29/05/2018 - Commentaires de Leyla Djavadi :

L’Autorité de la concurrence a été saisie le 1er février 2018 par le ministre de l’économie et des finances d’une demande d’avis concernant les conditions d’application des règles de concurrence dans le secteur agricole.

En effet, le secteur agricole présente des spécificités, notamment une difficulté de stockage durable de la production agricole brute qui a pour conséquence d’impacter la volatilité des prix, ainsi qu’une offre atomisée et une demande concentrée, qui ont justifié que le TFUE prévoit une articulation particulière entre les objectifs de la PAC et l’application des règles de concurrence.

Une actualité dense a marqué le secteur agricole, tant au niveau national qu’européen.

Au niveau national :
• Les Etats Généraux de l’Alimentation se sont tenus durant le deuxième semestre de l’année 2017 et ont permis une concertation entre les acteurs de l’alimentation afin de répartir plus équitablement la valeur au sein de la chaîne économique.
• En outre, les organisations interprofessionnelles ont établi des plans de développement et de transformation des filières agricoles et agroalimentaires (« plans de filière ») afin d’établir des stratégies communes entre les acteurs des différents échelons d’une filière.
• Enfin, un projet de loi relatif à l’équilibre des relations commerciales dans le secteur agricole est actuellement examiné par le Parlement.
Ce dernier clarifie les outils contractuels à la disposition des producteurs pour faciliter leurs négociations commerciales, et prévoit le relèvement du seuil de revente à perte ainsi que l’encadrement des promotions des denrées alimentaires.

Au niveau européen :
• Le TFUE a limité l’application des règles de concurrence au secteur agricole. L’article 42 du TFUE dispose que le droit de la concurrence n’est applicable à ce secteur que dans la mesure déterminée par le législateur de l’Union européenne et en tenant compte des objectifs de la PAC.
• Le règlement OCM du 17 décembre 2013 prévoit que l’article 101§1 du TFUE ne s’applique pas aux accords, décisions et pratiques des producteurs, de leurs associations et des organisations de producteurs reconnus relatifs à la production ou la vente de produits agricoles, à l’utilisation d’installations communes de stockage, de traitement ou de transformation des produits agricoles.
Les producteurs et groupements de producteurs non reconnus peuvent également déroger aux règles de concurrence lorsque cela est nécessaire à la réalisation des objectifs énoncés à l’article 39 du TFUE, et que ces pratiques n’aboutissent pas à une exclusion de la concurrence ou à la fixation de prix (article 209 du règlement OCM).
Ces dérogations concernent exclusivement l’article 101§1 du TFUE et non l’article 102 du TFUE.
• L’arrêt « Endives » rendue par la CJUE le 14 novembre 2017 (aff. C-671/15) a reconnu la primauté de la PAC sur les objectifs prévus dans le domaine de la concurrence, tout en rappelant que les pratiques des OP et des AOP ne devaient pas excéder ce qui était strictement nécessaire pour atteindre leurs objectifs.
• Le règlement Omnibus du 13 décembre 2017 a étendu les dérogations initialement prévues pour les filières du lait, bovine, les céréales et l’huile d’olive à l’ensemble du secteur agricole. Ainsi les producteurs réunis au sein d’une même OP ou AOP sont autorisés à négocier en commun les conditions de commercialisation de leur production, à condition qu’elles n’excluent pas la concurrence.

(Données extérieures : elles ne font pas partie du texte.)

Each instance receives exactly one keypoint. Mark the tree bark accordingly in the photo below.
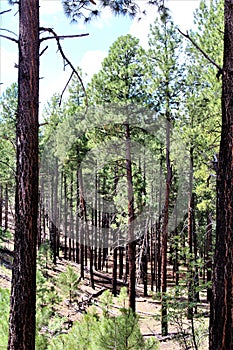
(221, 316)
(131, 244)
(164, 318)
(23, 291)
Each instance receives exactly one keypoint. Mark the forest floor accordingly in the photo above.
(148, 308)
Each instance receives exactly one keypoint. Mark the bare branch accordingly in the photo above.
(61, 37)
(187, 36)
(43, 50)
(74, 71)
(1, 13)
(9, 38)
(63, 91)
(9, 31)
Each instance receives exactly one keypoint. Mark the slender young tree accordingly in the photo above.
(221, 317)
(23, 292)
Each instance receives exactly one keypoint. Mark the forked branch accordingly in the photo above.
(187, 36)
(74, 71)
(9, 38)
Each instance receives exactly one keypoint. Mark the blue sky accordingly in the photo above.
(86, 52)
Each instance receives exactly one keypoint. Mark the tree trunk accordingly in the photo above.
(164, 321)
(23, 291)
(6, 207)
(209, 254)
(1, 205)
(221, 316)
(131, 244)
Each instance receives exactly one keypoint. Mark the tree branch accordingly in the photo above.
(63, 91)
(43, 50)
(187, 36)
(1, 13)
(9, 38)
(8, 166)
(74, 71)
(61, 37)
(9, 31)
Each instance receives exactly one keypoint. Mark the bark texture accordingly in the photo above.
(221, 318)
(23, 292)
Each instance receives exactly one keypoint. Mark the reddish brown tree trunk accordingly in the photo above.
(164, 321)
(23, 291)
(131, 244)
(221, 316)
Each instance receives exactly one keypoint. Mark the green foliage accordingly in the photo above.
(68, 283)
(121, 78)
(191, 332)
(105, 331)
(48, 322)
(4, 316)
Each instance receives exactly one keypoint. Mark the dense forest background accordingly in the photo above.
(127, 188)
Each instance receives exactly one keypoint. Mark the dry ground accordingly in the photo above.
(147, 307)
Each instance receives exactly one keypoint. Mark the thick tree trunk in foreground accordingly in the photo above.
(221, 317)
(23, 292)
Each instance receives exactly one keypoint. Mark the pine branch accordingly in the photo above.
(187, 36)
(74, 71)
(8, 166)
(61, 37)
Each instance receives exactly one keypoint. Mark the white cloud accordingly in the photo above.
(50, 7)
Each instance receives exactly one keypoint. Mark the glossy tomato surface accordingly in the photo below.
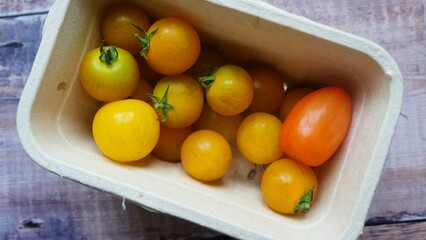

Au regard de cette actualité, l’Autorité de la concurrence s’est prononcée dans son avis sur les pratiques des organisations de producteurs (OP) et des associations d’organisations de producteurs (AOP) (I), et des organisations interprofessionnelles (II), et a pu clarifier les conditions d’application des règles de concurrence au secteur agricole.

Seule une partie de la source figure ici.